Alasan fokus pada kemakmuran dan pemberantasan kemiskinan nelayan lebih membingungkan. Pasalnya, saya belum pernah dengar nelayan lokal memprotes kebijakan penenggelaman kapal pencuri ikan. Lain soal kebijakan larangan bongkar muat hasil perikanan di tengah laut atau moratorium izin kapal eks asing, mungkin benar ada penolakan di sana-sini.
Tetapi, penenggelaman? Coba saja bicara soal kemakmuran dengan nelayan di Indonesia Timur yang tak lagi mesti melaut jauh ke tengah hanya untuk dapat ikan. Atau nelayan Aceh yang hasil tangkapannya meningkat 30% dengan jenis lebih variatif pasca penenggelaman. Kecuali kalau yang dibicarakan kemakmuran nelayan asing, bukan lokal. Itu baru ada hubungannya.

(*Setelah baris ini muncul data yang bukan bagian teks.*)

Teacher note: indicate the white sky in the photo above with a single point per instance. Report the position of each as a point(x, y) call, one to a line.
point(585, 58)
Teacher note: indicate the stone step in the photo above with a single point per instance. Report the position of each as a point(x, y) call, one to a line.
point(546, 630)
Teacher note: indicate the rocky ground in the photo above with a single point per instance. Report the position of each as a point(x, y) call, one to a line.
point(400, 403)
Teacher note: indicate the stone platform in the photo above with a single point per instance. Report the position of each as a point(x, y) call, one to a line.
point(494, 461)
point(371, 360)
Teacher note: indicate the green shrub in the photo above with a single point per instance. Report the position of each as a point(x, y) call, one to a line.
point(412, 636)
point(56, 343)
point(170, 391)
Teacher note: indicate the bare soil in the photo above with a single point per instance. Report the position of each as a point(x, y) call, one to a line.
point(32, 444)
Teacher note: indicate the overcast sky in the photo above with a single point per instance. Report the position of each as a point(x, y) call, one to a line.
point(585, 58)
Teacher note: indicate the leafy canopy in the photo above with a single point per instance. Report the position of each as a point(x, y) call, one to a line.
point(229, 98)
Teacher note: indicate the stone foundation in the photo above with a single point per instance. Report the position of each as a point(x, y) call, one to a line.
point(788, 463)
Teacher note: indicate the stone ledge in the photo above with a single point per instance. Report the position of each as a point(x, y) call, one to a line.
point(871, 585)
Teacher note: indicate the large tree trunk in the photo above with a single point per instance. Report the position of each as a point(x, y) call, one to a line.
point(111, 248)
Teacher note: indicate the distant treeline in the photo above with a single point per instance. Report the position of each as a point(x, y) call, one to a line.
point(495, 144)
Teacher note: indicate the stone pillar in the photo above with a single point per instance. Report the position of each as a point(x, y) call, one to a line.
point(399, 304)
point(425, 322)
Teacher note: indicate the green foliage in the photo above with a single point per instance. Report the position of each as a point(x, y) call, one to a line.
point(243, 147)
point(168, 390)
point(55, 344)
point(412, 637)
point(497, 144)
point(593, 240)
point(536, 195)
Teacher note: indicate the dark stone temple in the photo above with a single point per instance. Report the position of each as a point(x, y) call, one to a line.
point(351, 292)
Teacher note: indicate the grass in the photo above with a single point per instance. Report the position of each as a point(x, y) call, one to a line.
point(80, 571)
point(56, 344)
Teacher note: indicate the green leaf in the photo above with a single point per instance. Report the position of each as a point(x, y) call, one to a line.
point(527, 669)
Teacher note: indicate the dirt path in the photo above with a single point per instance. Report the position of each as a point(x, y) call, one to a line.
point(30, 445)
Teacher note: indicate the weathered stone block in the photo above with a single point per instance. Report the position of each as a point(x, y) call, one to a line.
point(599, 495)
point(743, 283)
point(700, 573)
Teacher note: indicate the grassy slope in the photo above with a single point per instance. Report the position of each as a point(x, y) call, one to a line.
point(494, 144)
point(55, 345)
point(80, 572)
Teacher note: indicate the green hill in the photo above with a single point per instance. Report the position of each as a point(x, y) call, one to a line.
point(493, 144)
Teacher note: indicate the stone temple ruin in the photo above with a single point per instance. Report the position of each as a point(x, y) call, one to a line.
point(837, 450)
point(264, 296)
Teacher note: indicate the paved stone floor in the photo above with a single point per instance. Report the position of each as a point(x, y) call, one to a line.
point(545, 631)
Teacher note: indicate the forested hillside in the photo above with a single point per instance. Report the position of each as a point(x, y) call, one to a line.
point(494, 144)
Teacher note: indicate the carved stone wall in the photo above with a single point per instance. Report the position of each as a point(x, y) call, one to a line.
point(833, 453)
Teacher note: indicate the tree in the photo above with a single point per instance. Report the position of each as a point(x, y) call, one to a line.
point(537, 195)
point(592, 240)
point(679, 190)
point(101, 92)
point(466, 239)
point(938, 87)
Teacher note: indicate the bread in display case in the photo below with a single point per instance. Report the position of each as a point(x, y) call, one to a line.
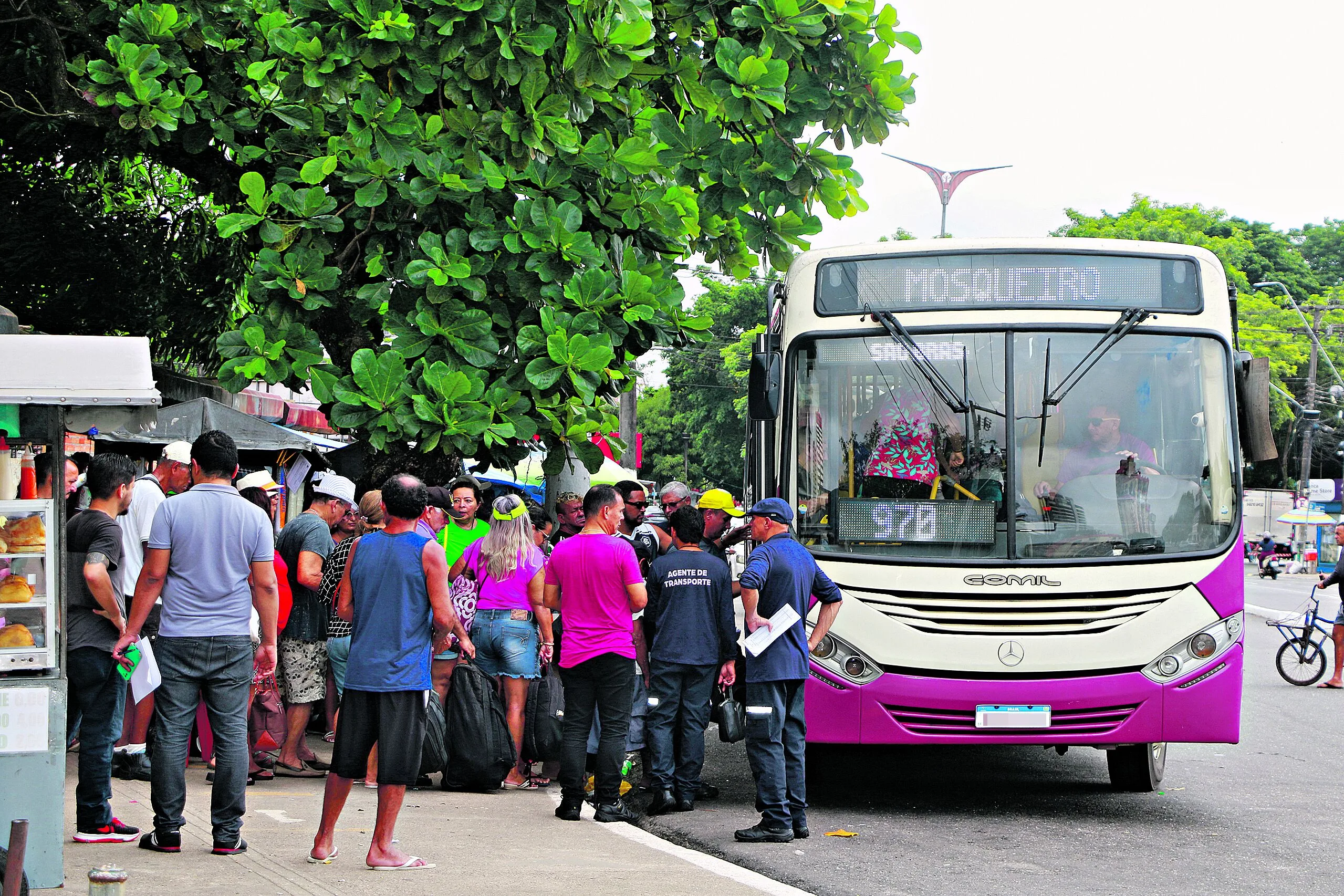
point(29, 606)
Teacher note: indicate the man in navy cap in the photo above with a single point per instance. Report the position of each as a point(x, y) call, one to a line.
point(778, 572)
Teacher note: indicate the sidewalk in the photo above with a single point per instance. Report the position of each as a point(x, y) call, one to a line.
point(503, 842)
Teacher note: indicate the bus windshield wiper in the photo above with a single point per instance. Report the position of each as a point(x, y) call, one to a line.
point(1131, 319)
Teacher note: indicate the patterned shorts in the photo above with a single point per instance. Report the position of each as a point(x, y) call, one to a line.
point(303, 671)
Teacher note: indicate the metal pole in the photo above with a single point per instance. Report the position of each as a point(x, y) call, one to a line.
point(18, 839)
point(1309, 403)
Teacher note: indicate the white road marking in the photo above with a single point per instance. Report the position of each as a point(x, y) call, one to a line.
point(709, 863)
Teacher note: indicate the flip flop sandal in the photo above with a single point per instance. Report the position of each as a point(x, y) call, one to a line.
point(303, 770)
point(410, 864)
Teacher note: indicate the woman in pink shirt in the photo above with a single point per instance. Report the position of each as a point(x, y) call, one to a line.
point(513, 630)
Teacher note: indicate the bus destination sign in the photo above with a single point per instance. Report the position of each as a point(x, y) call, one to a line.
point(1023, 280)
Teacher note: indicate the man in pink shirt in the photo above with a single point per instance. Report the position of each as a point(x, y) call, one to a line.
point(595, 581)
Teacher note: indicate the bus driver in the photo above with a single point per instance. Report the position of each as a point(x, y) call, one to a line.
point(1101, 454)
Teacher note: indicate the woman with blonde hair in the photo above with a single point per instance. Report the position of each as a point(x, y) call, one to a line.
point(513, 630)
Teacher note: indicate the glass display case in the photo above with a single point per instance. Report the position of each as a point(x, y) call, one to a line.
point(29, 605)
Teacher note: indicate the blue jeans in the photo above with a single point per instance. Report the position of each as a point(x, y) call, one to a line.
point(218, 670)
point(338, 658)
point(679, 697)
point(99, 694)
point(776, 750)
point(506, 647)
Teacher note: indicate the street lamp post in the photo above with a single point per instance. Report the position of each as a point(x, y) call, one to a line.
point(945, 182)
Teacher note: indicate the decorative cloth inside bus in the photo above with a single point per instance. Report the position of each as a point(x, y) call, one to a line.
point(893, 522)
point(1007, 280)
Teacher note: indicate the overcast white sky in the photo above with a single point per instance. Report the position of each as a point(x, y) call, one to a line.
point(1229, 104)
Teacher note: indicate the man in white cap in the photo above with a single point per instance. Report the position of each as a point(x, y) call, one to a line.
point(171, 476)
point(304, 545)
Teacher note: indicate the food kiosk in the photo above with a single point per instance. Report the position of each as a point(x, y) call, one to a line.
point(58, 384)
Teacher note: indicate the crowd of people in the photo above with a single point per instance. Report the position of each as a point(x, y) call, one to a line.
point(361, 609)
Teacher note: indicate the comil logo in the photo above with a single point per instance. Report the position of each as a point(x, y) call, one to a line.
point(995, 581)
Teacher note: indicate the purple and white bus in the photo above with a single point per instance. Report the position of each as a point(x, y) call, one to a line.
point(1020, 463)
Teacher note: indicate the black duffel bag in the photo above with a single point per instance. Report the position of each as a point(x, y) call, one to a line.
point(544, 721)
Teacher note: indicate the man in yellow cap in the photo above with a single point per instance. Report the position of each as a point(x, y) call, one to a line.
point(720, 509)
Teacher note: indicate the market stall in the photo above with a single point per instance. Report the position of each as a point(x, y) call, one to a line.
point(58, 384)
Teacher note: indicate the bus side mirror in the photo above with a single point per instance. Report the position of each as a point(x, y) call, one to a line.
point(1253, 413)
point(764, 386)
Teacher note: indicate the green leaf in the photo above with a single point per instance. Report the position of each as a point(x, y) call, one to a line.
point(234, 222)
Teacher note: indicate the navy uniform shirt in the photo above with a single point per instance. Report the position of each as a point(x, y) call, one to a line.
point(691, 609)
point(783, 571)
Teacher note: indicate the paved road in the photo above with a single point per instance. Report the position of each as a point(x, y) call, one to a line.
point(1258, 817)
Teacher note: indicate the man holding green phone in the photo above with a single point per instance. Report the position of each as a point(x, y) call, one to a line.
point(96, 618)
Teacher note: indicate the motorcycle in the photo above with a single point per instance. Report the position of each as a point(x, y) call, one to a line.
point(1270, 569)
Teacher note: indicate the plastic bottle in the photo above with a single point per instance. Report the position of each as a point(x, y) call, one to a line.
point(27, 477)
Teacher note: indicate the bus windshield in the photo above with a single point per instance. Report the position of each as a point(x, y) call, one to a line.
point(902, 449)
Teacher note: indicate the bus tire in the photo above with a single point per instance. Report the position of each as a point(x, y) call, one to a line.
point(1138, 767)
point(4, 866)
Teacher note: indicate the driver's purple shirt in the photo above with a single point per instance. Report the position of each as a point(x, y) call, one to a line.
point(1088, 460)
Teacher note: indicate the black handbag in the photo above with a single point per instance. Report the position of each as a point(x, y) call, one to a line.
point(732, 718)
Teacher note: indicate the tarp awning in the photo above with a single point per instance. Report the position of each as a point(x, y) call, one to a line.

Ungkapan Menko Luhut, “semua orang sudah tahu negeri kita tegas”, seolah menjadi bumbu yang sempurna atas kejanggalan alasan-alasan tersebut. Apabila kebijakan penenggelaman dirancang hanya untuk shock therapy, artinya anggapan bahwa Indonesia hanya main ‘gagah-gagahan’ benar adanya. Para pencuri akan kembali berdatangan untuk menjajal kompromi dengan hukum di sini.
Nelayan kita sudah cukup merasa terusir dari setiap laut yang menjadi rumah mereka. Ikan-ikan kita juga berhak berdaulat di negeri sendiri. Jika penenggelaman kapal pencuri ikan oleh asing benar-benar dihentikan, Indonesia harus bersiap merelakan ikan-ikannya kembali berenang ke negeri orang.